Thanksgiving Stuffing

I went to a Thanksgiving cooking demo last month taught by a Chef in our ward and learned lots of really fun things and picked up a bunch of new recipes to try out. So this year I decided to use one of those recipes and take a new kind of stuffing as one of my dishes. (As bad as it is, I have always loved the regular stouffers stuffing straight from a box, so the fact that I opted to forego my long standing favorite in favor of this new option is saying something.) This recipe is more like a savory bread pudding than a traditional stuffing, and it may seem a bit odd at first, but it is well worth the effort!

2 ribs celery, chopped
1 onion, chopped
4-5 leaves chopped sage
Zest from 1 orange
4 eggs
2 C heavy cream
Salt and pepper
3/4 loaf day old/slightly dried challah bread, cubed (you can substitute croissants, but the challah is awesome!)
Slivered raw almonds
Dried cranberries

In a medium sauce pan, sweat two ribs of celery and one onion in butter till soft, seasoned with a dash of salt to taste and help the sweating.
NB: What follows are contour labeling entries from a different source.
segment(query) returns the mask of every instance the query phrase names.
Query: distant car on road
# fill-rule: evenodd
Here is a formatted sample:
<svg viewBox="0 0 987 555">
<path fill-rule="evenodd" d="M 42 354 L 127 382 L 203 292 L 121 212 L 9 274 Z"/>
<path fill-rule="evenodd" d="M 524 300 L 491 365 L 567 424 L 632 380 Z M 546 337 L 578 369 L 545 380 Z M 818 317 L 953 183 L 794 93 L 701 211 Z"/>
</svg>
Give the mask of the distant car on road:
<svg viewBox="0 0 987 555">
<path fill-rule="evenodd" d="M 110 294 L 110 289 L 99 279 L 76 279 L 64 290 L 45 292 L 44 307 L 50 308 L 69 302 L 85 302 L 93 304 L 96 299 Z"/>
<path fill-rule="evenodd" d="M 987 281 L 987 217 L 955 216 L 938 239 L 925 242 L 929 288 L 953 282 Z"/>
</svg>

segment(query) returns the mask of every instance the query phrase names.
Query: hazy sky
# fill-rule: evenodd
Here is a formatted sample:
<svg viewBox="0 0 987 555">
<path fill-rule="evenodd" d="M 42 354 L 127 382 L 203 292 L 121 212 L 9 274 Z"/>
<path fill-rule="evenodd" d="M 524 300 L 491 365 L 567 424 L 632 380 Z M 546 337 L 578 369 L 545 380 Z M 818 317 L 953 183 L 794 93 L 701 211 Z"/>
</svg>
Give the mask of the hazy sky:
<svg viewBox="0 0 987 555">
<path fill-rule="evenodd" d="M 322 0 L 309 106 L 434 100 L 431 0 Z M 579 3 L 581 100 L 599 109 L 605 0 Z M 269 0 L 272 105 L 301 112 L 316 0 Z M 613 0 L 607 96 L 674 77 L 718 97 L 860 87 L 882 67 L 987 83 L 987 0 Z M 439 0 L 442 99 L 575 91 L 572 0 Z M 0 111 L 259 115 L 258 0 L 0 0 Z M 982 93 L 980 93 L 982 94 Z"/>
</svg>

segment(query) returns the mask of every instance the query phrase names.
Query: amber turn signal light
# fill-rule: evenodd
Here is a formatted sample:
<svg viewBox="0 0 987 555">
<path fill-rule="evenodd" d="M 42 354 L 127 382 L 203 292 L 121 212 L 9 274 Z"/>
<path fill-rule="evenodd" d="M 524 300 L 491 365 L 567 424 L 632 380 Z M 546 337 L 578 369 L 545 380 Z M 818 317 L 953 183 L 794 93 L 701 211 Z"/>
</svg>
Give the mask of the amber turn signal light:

You aren't trying to caramelize the onions, but you want them cooked through.
After the celery and onions are done, remove from heat and add chopped sage, orange zest, eggs, and cream, with a touch of salt and pepper. Mix well.
Dump in cubed challah, day old or slightly dry. Add dried cranberries and mix well. Scoop into a 9x9 baking dish (I used a deep dish pie pan to make it pretty) and top liberally with slivered almonds. Sausage can be used in lieu of almonds and cranberries, and seasonings can be changed up as desired (rosemary would have been amazing!)

Bake at 350 for 50-60 minutes, till set, and serve. Don't expect leftovers!